So I was doing some research the other day and looked up Google’s current market share for search engines. Ninety percent. Like, nine out of every ten searches on the entire internet go through one company. That’s kind of insane when you think about it, so I figured it was worth breaking down what that actually means for your business and why this thing called SEO even matters in the first place.
First things first, Google is a search engine. Basically think of it like Ask Jeeves if you’re old enough to remember that. You type something in, it finds stuff. Simple enough. SEO stands for search engine optimization, and when you put those two ideas together, the whole game becomes pretty obvious: you’re optimizing your business to get found by search engines. Specifically, to get found by Google. Because Google is where everybody is.
But here’s the thing a lot of people don’t realize, this game has been going on way longer than the internet has. Back in like 1993 if you needed to find a window repair shop, you weren’t googling anything. You were cracking open the Yellow Pages. The phone book was basically the Google of it’s time and everybody had one sitting in their house. Businesses would pay for bigger ads, throw coupons in there, do whatever they could to stand out from the competition. And here’s a fun one, you’d see businesses with names like “AAA Plumbing” or “AAA Auto Glass” because that triple-A would put them at the very top alphabetically. People were literally gaming the phone book ranking system before the internet even existed. Sound familiar?
When search engines started showing up in the late 90s, there was actually alot of competition. AltaVista, Lycos, AOL keywords, Yahoo, these were all real players at one point. Yahoo honestly had the majority of market share for a while there. But the thing is, nobody was really making serious money off of it yet because the people with the money, the older generations, the homeowners and business owners who actually needed to find a window repair guy or a plumber, they were still using the phone book. The internet at that point was mostly for chat rooms and college kids trying to find sources for their papers. It wasn’t really a place where businesses felt like they needed to be.
It wasn’t until that older demographic started actually getting online that everything shifted. Same thing happened with Facebook honestly. Facebook got big with millennials first but it didn’t become the money printing machine that it is until everybody’s parents started getting on it.
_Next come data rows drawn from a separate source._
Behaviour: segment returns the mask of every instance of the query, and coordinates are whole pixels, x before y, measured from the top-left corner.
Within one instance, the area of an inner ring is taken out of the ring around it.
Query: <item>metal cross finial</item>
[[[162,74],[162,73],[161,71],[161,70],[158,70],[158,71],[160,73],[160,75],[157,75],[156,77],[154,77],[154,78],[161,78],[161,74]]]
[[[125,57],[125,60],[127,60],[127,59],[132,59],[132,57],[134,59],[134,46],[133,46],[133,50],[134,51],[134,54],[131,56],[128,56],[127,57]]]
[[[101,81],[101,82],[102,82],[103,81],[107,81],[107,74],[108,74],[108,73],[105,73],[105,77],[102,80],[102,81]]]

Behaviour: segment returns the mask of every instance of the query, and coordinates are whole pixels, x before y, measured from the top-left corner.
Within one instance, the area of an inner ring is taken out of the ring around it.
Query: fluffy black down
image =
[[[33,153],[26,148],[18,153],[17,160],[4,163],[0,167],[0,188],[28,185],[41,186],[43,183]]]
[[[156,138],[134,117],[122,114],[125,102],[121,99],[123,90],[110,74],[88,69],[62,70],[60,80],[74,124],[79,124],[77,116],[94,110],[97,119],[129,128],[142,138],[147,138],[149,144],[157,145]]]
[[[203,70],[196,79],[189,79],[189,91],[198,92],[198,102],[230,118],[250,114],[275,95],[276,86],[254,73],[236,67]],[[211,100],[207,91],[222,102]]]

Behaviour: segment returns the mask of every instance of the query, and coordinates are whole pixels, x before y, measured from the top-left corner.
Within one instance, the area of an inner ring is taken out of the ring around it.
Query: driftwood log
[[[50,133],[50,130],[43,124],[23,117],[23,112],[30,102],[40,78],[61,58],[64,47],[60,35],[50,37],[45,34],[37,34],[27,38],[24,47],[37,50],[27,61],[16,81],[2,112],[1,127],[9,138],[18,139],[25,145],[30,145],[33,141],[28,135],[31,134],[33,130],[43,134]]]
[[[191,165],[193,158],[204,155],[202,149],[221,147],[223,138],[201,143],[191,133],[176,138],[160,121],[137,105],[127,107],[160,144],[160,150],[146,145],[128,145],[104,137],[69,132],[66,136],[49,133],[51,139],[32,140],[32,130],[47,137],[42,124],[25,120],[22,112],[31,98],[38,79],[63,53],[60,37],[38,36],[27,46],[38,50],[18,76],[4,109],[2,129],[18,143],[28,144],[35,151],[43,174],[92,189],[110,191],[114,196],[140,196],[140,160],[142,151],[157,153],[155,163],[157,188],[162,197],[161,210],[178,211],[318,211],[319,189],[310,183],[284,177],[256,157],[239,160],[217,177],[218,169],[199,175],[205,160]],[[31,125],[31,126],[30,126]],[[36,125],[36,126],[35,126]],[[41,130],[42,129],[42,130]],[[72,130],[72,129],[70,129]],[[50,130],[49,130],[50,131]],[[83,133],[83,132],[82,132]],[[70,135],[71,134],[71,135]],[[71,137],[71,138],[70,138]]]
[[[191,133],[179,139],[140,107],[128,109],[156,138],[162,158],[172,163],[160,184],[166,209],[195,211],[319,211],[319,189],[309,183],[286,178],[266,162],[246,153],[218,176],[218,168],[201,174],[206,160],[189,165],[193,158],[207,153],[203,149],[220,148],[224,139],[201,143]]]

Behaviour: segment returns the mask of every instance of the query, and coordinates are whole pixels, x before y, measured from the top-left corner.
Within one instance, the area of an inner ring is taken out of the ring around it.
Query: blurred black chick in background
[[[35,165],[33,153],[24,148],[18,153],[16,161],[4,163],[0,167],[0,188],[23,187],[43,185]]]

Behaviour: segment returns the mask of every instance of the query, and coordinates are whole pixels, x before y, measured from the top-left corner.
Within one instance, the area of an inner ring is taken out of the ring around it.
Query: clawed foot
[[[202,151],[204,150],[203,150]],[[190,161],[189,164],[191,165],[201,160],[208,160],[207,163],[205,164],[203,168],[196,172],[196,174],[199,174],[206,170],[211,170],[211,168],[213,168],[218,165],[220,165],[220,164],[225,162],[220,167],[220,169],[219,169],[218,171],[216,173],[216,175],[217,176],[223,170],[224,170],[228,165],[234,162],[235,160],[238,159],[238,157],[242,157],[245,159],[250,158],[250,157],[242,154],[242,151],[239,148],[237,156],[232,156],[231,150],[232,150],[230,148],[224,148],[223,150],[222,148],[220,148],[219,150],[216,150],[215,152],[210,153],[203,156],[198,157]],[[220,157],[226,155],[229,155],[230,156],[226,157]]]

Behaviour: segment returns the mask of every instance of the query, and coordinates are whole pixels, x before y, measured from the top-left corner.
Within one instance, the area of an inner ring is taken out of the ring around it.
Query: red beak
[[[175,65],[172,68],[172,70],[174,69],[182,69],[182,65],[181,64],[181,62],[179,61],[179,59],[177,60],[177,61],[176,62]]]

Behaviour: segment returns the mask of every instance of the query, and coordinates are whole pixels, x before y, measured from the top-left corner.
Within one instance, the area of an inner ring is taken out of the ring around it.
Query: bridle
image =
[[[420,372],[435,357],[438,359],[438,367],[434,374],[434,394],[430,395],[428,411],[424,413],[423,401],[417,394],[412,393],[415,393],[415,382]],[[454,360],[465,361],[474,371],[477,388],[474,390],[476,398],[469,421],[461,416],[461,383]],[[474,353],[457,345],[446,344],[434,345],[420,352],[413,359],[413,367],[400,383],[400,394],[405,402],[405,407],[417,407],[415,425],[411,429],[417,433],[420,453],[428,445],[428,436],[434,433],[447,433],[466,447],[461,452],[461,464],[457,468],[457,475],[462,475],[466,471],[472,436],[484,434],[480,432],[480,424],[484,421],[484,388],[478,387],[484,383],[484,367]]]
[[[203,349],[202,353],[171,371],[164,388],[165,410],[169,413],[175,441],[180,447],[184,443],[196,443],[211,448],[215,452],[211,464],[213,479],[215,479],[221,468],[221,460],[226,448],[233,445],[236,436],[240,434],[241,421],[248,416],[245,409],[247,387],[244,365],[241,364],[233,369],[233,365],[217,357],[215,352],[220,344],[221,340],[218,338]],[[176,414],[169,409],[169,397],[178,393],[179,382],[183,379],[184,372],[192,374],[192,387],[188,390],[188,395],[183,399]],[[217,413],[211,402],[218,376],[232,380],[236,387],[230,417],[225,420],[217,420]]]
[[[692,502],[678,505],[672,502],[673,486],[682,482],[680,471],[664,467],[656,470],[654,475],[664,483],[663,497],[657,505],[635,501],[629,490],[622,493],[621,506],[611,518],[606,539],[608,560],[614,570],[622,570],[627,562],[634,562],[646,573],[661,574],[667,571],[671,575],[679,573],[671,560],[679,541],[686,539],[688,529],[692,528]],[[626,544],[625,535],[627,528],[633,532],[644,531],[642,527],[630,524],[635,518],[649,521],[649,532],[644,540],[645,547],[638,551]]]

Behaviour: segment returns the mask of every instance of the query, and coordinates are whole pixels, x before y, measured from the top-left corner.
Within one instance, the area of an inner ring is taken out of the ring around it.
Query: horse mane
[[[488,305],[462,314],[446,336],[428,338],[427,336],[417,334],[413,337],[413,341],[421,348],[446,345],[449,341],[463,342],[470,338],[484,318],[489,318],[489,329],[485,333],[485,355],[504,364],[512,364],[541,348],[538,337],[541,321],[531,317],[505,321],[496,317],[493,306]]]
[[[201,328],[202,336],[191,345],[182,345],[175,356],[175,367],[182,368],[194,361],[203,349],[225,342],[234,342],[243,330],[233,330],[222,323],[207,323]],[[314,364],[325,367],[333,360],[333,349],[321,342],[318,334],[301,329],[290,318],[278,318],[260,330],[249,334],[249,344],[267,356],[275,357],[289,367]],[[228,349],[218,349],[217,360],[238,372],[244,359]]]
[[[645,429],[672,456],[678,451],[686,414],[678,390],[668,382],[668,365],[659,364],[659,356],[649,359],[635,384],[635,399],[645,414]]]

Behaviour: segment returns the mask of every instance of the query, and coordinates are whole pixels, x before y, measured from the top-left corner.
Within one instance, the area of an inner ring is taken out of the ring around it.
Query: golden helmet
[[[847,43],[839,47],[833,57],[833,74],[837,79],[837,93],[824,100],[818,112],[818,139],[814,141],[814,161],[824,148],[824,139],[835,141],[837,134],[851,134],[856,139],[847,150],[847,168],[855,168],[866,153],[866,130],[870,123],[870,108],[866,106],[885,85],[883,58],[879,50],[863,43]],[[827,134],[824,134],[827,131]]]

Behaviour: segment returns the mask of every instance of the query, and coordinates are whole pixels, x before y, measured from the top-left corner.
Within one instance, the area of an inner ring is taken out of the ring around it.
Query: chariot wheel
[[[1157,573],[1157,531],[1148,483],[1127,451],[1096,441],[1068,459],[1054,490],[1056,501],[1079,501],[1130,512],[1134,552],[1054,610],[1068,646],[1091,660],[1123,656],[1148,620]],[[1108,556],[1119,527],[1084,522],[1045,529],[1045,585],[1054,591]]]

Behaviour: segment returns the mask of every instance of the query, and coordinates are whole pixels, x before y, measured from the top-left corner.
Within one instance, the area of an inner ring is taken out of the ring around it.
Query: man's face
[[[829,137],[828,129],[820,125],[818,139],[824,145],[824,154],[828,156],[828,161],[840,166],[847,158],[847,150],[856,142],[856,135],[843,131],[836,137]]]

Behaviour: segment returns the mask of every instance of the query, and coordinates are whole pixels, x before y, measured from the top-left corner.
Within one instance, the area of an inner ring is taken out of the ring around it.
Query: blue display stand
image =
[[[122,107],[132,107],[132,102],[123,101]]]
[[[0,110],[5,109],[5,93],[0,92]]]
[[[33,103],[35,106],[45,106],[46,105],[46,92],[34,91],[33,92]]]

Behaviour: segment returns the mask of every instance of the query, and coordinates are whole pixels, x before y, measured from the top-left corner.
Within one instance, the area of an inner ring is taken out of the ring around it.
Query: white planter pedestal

The money follows the older generation because they’re the ones with the spending power. Once that crowd moved to Google, advertisers followed and the whole industry took off.
Once people started using Google to find businesses, it didn’t take long for someone to figure out you could play the algorithm. You could do things to your website that made Google more likely to show it at the top. And if you’re the first result when somebody searches “window repair near me,” you’re getting that call instead of your competitor two spots down. Most people don’t even scroll past the first few results, so that top spot is worth a lot.
It really is that simple at its core. SEO is just trying to be the number one result so more people find you instead of the other guy. The businesses that understand that and actually put in the work are the ones that keep their phones ringing without having to spend a fortune on ads every single month.
The phone book is dead. Google is the phone book now. And just like back then, there are ways to show up higher, pay for placement, or get left at the bottom of the pile where nobody ever looks. The only difference is the stakes are higher now because the internet doesn’t close at 5pm and people are searching for things at all hours. Your online presence is working for you or against you around the clock whether you’re paying attention to it or not.